21

I'm currently in the (re)design phase of several model classes of a C# .NET application. (Model as in M of MVC). The model classes already have plenty of well-designed data, behaviors, and interrelationships. I am rewriting the model from Python to C#.

In the old Python model, I think I see a wart. Each model knows how to serialize itself, and the serialization logic has nothing to do with the rest of the behavior of any of the classes. For example, imagine:

  • Image class with a .toJPG(String filePath) .fromJPG(String filePath) method
  • ImageMetaData class with a .toString() and .fromString(String serialized) method.

You can imagine how these serialization methods are not cohesive with the rest of the class, yet only the class can be guaranteed to know sufficient data to serialize itself.

Is it common practice for a class to know how to serialize and deserialize itself? Or am I missing a common pattern?

kdbanman
  • 1,447

2 Answers2

24

I generally avoid having the class know how to serialize itself, for a couple of reasons. First, if you want to (de)serialize to/from a different format, you now need to pollute the model with that extra logic.
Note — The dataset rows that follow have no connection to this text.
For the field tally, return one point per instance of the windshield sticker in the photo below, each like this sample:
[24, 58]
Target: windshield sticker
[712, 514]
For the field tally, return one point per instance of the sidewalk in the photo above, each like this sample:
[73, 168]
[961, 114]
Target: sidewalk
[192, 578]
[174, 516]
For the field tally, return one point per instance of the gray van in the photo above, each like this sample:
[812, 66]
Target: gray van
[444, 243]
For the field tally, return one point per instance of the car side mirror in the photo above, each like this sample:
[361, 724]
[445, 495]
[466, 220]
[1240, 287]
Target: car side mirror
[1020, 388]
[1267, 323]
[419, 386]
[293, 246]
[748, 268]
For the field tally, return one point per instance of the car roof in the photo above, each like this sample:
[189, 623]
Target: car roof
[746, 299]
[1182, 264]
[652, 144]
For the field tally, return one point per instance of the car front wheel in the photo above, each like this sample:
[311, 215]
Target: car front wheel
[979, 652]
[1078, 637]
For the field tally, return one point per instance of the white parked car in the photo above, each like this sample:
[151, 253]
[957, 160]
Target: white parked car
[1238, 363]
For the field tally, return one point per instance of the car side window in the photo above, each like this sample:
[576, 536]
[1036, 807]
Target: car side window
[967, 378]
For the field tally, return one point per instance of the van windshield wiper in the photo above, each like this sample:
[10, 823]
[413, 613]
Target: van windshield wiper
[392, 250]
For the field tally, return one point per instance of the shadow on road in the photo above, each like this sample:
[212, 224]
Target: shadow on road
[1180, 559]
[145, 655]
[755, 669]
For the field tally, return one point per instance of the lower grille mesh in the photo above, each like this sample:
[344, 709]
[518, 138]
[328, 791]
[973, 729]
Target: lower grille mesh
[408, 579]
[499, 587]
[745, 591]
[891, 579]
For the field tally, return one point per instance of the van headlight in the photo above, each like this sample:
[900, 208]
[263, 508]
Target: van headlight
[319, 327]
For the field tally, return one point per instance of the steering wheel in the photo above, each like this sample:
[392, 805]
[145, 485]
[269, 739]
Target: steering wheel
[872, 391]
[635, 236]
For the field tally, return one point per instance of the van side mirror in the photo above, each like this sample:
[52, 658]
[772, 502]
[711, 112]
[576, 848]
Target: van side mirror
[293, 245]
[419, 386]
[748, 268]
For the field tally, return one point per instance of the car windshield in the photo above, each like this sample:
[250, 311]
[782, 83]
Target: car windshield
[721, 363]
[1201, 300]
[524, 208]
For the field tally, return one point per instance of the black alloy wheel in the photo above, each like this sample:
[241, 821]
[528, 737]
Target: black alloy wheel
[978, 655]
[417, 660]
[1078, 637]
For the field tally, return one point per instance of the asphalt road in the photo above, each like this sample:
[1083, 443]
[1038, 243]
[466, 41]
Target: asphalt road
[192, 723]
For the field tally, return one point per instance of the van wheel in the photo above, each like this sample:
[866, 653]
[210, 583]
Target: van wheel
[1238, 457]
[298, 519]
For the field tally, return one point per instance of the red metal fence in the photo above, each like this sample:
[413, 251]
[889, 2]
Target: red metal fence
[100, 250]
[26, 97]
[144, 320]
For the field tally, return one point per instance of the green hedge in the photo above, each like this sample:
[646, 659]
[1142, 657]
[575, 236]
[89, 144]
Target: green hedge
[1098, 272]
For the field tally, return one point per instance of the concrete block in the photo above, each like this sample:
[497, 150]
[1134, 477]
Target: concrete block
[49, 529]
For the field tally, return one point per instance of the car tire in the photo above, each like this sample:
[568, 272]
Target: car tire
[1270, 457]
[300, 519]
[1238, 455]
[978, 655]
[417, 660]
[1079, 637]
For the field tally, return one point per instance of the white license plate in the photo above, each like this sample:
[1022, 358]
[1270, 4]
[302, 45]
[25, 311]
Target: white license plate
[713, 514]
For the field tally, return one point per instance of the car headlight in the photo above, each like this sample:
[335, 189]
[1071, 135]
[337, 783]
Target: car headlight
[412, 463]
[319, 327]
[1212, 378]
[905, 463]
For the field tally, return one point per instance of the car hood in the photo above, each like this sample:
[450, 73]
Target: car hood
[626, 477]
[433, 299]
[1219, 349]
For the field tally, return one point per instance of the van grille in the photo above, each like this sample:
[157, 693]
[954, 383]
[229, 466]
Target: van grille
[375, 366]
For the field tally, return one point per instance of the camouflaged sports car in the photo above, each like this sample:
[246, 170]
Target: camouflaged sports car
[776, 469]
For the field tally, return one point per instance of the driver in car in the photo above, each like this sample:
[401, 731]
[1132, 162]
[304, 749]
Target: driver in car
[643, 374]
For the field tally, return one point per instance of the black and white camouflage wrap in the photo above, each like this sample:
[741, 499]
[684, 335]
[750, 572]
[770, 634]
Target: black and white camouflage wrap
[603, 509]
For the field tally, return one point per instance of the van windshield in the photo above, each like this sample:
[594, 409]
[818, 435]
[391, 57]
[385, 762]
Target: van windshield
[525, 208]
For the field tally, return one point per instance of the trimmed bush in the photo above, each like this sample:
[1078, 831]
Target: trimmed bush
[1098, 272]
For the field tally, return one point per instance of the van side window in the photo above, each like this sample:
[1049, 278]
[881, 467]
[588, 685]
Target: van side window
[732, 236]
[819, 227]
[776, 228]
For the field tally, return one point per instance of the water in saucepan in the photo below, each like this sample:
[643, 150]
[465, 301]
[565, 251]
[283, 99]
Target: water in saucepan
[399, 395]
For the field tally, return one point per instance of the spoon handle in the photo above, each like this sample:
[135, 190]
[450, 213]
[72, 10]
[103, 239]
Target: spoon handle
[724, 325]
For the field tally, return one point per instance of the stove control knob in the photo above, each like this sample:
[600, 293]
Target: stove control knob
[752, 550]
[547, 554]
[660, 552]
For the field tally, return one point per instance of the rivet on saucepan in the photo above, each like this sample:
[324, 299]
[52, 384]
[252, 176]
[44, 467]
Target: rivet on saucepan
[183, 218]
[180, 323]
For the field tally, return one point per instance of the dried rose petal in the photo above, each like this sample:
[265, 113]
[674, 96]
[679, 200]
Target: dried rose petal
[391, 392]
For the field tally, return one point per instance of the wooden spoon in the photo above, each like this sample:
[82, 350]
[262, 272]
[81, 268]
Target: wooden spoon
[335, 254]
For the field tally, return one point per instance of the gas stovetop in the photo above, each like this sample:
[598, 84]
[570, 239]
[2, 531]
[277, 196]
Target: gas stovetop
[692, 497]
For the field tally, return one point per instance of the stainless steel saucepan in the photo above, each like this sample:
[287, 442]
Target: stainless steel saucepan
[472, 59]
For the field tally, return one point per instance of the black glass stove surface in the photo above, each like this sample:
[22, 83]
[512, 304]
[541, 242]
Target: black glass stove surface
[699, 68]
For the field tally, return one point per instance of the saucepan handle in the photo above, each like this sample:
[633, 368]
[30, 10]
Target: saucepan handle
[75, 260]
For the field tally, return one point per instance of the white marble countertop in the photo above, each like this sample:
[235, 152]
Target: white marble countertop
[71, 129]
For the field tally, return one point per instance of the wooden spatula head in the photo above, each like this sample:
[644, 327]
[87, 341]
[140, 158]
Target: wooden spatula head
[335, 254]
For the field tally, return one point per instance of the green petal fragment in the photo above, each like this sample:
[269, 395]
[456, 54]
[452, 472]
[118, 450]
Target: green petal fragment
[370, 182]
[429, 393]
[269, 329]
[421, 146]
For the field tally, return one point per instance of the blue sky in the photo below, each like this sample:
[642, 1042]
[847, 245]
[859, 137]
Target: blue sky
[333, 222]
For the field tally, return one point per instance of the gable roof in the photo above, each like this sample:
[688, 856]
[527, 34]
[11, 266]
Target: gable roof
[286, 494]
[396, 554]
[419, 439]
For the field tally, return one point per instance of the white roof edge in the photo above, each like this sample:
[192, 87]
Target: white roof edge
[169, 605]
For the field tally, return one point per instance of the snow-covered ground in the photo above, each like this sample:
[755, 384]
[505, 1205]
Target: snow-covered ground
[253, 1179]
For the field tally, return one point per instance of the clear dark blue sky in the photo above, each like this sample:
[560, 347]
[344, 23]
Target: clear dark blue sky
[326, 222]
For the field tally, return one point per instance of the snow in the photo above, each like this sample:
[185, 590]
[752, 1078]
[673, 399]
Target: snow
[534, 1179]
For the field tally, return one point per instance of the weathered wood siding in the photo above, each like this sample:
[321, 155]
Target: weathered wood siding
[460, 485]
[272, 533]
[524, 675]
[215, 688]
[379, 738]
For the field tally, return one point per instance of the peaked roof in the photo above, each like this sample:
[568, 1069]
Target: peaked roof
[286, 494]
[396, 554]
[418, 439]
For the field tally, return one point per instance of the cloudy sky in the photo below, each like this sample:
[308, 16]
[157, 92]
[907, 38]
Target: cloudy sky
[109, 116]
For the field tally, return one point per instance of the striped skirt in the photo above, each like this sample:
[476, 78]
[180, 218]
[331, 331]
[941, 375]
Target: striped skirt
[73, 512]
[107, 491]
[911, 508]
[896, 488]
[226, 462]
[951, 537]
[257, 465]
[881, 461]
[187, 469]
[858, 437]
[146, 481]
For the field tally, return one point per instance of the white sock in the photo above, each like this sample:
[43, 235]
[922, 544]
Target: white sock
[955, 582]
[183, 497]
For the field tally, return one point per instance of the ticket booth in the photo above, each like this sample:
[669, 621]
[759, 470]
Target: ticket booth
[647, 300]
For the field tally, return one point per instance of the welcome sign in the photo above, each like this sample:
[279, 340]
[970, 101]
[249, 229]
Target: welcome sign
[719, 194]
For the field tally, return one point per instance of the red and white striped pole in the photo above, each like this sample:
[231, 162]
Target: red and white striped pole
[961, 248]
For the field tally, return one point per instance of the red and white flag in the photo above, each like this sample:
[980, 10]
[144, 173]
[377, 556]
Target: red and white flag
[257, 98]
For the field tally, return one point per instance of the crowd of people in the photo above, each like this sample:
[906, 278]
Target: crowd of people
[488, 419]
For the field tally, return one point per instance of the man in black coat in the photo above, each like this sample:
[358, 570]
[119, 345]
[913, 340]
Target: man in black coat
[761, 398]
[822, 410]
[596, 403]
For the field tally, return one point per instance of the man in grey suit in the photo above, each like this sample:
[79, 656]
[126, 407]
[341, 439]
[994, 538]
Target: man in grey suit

If the model is accessed via an interface, then you also pollute the contract.

public class Image
{
    public void toJPG(String filePath) { ... }

    public Image fromJPG(String filePath) { ... }
}

But what if you want to serialize it to/from a PNG, and GIF? Now the class becomes

public class Image
{
    public void toJPG(String filePath) { ... }

    public Image fromJPG(String filePath) { ... }

    public void toPNG(String filePath) { ... }

    public Image fromPNG(String filePath) { ... }

    public void toGIF(String filePath) { ... }

    public Image fromGIF(String filePath) { ... }
}

Instead, I typically like to use a pattern similar to the following:

public interface ImageSerializer
{
    void serialize(Image src, Stream outputStream);

    Image deserialize(Stream inputStream);
}

public class JPGImageSerializer : ImageSerializer
{
    public void serialize(Image src, Stream outputStream) { ... }

    public Image deserialize(Stream inputStream) { ... }
}

public class PNGImageSerializer : ImageSerializer
{
    public void serialize(Image src, Stream outputStream) { ... }

    public Image deserialize(Stream inputStream) { ... }
}

public class GIFImageSerializer : ImageSerializer
{
    public void serialize(Image src, Stream outputStream) { ... }

    public Image deserialize(Stream inputStream) { ... }
}

Now, at this point, one of the caveats with this design is that the serializers need to know the identity of the object it's serializing. Some would say that this is bad design, as the implementation leaks outside of the class. The risk/reward of this is really up to you, but you could slightly tweak the classes to do something like

public class Image
{
    public void serializeTo(ImageSerializer serializer, Stream outputStream)
    {
        serializer.serialize(this.pixelData, outputStream);
    }

    public void deserializeFrom(ImageSerializer serializer, Stream inputStream)
    {
        this.pixelData = serializer.deserialize(inputStream);
    }
}

This is more of a general example, as images usually have metadata that goes along with it; things like compression level, colorspace, etc. which may complicate the process.

Zymus
  • 2,533
3

Serialization is a two part problem:

  1. Knowledge about how to instantiate a class aka structure.
  2. Knowledge about how to persist/transfer the information that is needed to instantiate a class aka mechanics.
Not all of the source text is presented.